I was looking at the settings for the blog, and noticed something called adsense, apparently, you can sign up for it, and it will put ads on your blog! isn't that great?!? well I didn't think so either, but apparently, you actually get PAID for having ads on your blog. Pathetic. I mean, who's going to be so stupid that they'll go and sign up for something that, if anything, will earn you like a tenth of a cent per click? So obviously I signed up for it right away.

It says you get payed for how many times the ad is clicked on, and how many times it shows up on your blog. Naturally, nobody is going to visit my blog and click on ads enough for me to make any money, but hey, if I ever have time, I can always do it myself! man, I feel either dishonest or stupid.

Anyway, guys, if any of you ever feel like clicking on ads over and over again, my blog is open 24/7 remember, no shirts, no shoes, no pants, no service!

Sunday, October 02, 2005

Until I know what's going on

From reading the title you would think that this would be a deep essay analyzing my most profound thoughts and feelings. Well it's not. You would have to be a pretty shallow person to find anything on this entire blog in the slightest bit insightful. Sorry to dissappoint you. That title is made up of completely random words that flew through my head as I stared at the wall. Sounds like a good name for a song or something though, doesn't it?

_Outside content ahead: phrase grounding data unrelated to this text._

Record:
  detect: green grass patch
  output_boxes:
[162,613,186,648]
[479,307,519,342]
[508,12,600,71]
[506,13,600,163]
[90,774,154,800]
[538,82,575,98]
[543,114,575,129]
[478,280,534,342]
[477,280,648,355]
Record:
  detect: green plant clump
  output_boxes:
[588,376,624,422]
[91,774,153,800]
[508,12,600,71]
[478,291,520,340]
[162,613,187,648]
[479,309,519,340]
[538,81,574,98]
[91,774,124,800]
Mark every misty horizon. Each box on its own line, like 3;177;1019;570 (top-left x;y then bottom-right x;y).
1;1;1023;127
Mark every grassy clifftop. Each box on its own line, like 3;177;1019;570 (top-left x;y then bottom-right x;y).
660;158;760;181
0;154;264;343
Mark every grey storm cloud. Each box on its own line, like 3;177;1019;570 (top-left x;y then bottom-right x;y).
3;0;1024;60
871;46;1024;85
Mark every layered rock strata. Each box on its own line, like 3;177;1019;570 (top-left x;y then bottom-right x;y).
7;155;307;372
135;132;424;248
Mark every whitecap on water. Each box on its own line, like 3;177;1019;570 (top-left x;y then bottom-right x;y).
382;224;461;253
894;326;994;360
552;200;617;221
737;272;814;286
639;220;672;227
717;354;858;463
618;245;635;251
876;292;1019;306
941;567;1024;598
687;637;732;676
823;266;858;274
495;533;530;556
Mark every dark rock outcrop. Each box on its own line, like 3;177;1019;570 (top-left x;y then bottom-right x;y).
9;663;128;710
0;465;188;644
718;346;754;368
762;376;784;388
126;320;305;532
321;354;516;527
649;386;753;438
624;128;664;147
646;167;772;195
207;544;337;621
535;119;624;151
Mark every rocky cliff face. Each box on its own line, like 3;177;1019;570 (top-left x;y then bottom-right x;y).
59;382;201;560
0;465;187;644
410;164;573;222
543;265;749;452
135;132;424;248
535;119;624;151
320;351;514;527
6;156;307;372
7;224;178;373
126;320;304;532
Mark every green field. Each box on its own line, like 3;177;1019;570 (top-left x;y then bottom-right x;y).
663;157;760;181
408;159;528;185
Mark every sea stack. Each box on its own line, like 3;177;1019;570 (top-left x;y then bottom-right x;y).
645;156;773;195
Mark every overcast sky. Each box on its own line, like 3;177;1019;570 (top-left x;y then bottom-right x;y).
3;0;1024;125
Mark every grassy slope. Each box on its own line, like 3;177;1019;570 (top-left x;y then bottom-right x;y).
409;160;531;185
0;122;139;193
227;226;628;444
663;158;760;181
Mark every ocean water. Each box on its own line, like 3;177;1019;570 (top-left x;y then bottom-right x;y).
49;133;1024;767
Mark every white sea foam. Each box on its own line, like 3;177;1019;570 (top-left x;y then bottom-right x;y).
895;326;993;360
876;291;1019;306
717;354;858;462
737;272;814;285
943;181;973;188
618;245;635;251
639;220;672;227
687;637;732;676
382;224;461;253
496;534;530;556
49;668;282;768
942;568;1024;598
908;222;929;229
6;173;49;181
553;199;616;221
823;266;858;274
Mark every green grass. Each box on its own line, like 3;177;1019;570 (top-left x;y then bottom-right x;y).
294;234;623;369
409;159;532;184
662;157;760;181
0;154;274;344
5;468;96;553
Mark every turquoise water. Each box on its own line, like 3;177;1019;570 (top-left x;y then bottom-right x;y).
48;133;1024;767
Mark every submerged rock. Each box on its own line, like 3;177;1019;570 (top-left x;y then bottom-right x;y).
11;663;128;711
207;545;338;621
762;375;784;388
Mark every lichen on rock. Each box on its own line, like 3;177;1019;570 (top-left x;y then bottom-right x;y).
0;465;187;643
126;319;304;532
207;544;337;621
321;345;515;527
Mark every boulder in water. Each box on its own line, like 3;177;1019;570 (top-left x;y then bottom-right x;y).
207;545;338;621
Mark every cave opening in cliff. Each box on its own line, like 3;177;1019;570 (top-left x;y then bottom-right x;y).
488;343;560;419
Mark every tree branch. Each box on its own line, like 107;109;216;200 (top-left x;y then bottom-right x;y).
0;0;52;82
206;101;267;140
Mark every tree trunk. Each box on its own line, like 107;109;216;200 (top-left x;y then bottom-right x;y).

Anyway, has anybody else noticed that you can think of anything you want to, whenever you want to? Until you're actually told to do so. Typically, my mind is full of unanalyzed thoughts zipping around screaming profanities as they collide with each other. This is usually the case, honestly. Until, that is, I'm asked to write an analytical essay. Right then, my thoughts stop, lean on their cars, and stare at the sky. The blank, empty, silent sky of my head. The sky that's about as void of potentially analytical thoughts as the real sky is of hundred dollar bills. And that's where I'm at right now. Completely. Blank. So I start to wonder, Does this paragraph count as being analytical? Probably not. Should I get on with my life and go do my other homework? probably.